Jetzt tritt ein neuer Rächer an die Öffentlichkeit, der das Sudern als Waffe gegen die Mächtigen dieser Welt auf eine Ebene hebt, die wir bislang nicht für möglich gehalten hätten. Er führt genau die Revolution fort, die sich im August bereits ankündigte, als eine Seniorin einen Lebkuchen-Aufsteller im Laden angezündet hat, um ihren Unmut gegenüber dem frühzeitigen Weihnachtsvorverkauf Luft auszudrücken: Den Feldzug gegen das entmenschlichte Übel in Gestalt von Supermarktketten.
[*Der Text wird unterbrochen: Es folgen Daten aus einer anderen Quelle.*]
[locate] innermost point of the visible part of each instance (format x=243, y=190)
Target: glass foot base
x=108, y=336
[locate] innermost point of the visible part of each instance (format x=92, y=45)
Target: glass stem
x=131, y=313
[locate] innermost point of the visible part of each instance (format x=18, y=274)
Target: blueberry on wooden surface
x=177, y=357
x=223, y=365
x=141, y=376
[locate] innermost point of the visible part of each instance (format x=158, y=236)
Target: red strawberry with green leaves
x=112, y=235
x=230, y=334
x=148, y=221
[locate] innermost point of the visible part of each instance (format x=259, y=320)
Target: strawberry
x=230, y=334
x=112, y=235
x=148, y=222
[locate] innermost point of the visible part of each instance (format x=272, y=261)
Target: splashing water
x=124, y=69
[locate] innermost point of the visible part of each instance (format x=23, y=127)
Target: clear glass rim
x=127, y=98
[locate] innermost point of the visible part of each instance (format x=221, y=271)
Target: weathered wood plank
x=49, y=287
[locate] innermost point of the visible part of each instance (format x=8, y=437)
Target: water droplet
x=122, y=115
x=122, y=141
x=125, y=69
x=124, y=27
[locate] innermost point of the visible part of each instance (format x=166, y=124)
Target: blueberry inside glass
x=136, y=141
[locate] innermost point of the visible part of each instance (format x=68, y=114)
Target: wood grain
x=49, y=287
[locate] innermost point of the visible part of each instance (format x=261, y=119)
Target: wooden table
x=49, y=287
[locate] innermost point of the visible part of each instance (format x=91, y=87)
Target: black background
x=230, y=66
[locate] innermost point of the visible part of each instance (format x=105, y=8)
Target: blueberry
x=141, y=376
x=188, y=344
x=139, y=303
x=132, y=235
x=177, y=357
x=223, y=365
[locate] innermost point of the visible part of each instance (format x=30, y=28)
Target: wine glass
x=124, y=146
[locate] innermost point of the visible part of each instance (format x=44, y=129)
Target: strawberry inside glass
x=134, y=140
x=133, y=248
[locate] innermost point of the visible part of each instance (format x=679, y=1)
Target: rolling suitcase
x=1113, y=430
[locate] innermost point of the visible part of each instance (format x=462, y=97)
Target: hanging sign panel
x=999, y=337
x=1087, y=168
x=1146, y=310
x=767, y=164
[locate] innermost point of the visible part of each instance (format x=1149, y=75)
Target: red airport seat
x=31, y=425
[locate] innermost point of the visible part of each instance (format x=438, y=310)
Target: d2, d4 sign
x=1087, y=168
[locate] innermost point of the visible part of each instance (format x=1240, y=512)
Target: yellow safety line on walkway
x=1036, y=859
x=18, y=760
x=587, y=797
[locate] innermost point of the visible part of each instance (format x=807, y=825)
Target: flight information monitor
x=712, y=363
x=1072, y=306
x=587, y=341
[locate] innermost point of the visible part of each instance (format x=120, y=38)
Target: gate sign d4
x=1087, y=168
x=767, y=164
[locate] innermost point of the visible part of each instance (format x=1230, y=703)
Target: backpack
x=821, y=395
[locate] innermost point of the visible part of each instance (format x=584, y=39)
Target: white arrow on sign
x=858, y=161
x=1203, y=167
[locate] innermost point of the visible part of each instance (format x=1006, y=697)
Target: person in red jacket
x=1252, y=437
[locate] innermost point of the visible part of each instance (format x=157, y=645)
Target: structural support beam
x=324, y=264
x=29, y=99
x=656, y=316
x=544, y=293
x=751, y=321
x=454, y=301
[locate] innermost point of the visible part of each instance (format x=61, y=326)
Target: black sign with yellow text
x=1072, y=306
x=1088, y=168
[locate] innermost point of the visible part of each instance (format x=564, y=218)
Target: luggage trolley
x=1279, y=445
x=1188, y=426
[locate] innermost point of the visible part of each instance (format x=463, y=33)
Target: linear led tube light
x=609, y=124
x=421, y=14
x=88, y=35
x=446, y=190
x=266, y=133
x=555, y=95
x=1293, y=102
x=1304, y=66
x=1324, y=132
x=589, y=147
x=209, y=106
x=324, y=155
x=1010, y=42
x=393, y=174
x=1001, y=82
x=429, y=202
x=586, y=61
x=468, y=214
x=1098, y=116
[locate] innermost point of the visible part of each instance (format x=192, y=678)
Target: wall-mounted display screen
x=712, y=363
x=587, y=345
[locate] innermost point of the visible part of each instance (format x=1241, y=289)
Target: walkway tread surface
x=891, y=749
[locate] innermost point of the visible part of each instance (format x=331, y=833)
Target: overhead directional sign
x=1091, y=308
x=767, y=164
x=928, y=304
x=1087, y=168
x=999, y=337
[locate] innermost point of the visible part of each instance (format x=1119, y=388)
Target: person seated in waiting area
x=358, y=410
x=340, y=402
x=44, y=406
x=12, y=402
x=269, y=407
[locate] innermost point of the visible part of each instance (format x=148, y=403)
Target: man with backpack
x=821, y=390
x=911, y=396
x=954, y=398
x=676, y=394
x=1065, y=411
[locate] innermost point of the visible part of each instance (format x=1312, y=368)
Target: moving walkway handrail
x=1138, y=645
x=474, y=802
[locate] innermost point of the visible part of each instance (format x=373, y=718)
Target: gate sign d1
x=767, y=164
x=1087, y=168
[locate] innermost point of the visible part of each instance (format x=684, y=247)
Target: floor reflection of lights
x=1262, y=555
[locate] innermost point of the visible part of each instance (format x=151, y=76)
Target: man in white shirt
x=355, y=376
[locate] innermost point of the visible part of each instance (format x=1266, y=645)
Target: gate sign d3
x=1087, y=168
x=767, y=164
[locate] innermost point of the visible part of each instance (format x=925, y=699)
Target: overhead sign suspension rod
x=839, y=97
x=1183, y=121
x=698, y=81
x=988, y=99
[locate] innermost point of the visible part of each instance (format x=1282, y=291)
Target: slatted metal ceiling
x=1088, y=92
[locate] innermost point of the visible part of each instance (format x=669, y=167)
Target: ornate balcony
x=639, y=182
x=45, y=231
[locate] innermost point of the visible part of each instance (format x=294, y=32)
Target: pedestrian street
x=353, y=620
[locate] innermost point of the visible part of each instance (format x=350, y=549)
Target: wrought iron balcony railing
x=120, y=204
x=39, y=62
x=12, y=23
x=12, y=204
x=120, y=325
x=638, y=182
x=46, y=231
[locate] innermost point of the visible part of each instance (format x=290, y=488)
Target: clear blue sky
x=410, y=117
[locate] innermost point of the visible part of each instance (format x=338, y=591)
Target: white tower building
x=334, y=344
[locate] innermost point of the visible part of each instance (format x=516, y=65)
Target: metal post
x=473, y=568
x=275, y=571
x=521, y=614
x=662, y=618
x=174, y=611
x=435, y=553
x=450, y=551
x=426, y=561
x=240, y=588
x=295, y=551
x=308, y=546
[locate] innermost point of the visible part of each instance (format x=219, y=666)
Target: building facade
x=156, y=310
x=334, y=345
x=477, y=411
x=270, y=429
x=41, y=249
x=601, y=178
Dieser stolze Ritter der Entrechteten ist Zielpunkt-Stammkunde und Heute-Leser Hans. Und Hans kann's—Wutbürger-Style. Was bisher geschah: Wie am vergangenen Mittwoch bekannt wurde, ist die Supermarktkette Zielpunkt insolvent. Den Mitarbeitern wurde bisher weder ihr November-Gehalt, noch Weihnachtsgeld ausbezahlt—was zugegebenermaßen ziemlich beschissen für die 2500 Betroffenen ist. Sie müssen sich nun selbst darum kümmern, dass sie vom Insolvenzentgelt-Fonds das Geld bekommen, das ihnen zusteht und auf das sie ziemlich wahrscheinlich nicht einfach so verzichten können—schon gar nicht vor Weihnachten.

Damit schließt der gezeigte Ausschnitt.